Tuesday, July 28, 2009
As all systems administrators know all too well, SSL is an exasperatingly picky system. SSL certificates are issued on a per-domain-name basis, they expire and self-signed certificates aren’t considered “valid”. All of these, however, are generally benign problems: such certificates do still provide encrypted communication. And now we see that there are unintended consequences for all of this officiousness:
Internet users have grown immune to security certificate warnings and are more than happy to click past them, according to a new report out of Carnegie Mellon University. Researchers found that users won’t hesitate to engage in this risky browsing behavior, especially since most warnings are for benign things like expired certificates.
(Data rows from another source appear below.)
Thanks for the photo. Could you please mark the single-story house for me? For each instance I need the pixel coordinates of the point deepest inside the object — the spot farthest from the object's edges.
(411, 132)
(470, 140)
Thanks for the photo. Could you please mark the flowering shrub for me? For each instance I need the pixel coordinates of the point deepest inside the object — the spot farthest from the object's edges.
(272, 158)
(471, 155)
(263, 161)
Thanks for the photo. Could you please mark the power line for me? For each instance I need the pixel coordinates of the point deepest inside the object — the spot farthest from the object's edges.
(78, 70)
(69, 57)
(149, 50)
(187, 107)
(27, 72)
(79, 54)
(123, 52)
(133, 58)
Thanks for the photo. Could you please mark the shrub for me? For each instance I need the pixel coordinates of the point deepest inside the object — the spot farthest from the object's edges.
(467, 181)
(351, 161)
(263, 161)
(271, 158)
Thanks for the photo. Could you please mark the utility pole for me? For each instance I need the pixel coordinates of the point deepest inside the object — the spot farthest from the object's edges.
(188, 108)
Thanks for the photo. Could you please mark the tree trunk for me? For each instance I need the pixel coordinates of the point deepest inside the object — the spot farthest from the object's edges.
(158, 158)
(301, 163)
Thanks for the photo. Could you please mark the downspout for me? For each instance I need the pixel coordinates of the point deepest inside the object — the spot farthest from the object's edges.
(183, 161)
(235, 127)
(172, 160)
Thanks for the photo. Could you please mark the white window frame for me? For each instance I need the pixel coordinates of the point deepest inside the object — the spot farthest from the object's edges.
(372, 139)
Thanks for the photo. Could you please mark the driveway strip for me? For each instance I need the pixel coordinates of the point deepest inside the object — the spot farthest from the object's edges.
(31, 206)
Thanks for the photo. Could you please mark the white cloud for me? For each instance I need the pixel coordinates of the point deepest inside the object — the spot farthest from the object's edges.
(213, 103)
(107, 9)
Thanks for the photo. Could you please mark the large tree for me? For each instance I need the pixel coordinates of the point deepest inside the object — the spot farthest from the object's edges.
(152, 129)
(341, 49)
This behavior leaves them vulnerable to man-in-the-middle attacks, and the report calls for a reform in how warnings are handled in both safe and dangerous situations.
The researchers studied the behaviors of 409 Internet users in order to monitor their reactions to and understanding of various SSL warnings, and found that “far too many participants exhibited dangerous behavior in all warning conditions.” This was despite the fact that many users understood the meaning of the warnings—for example, 50 percent of Firefox 2 users understood what an expired certificate meant, and 71 percent of those users said they actively ignored such a warning (47 percent and 64 percent for Firefox 3 users, respectively).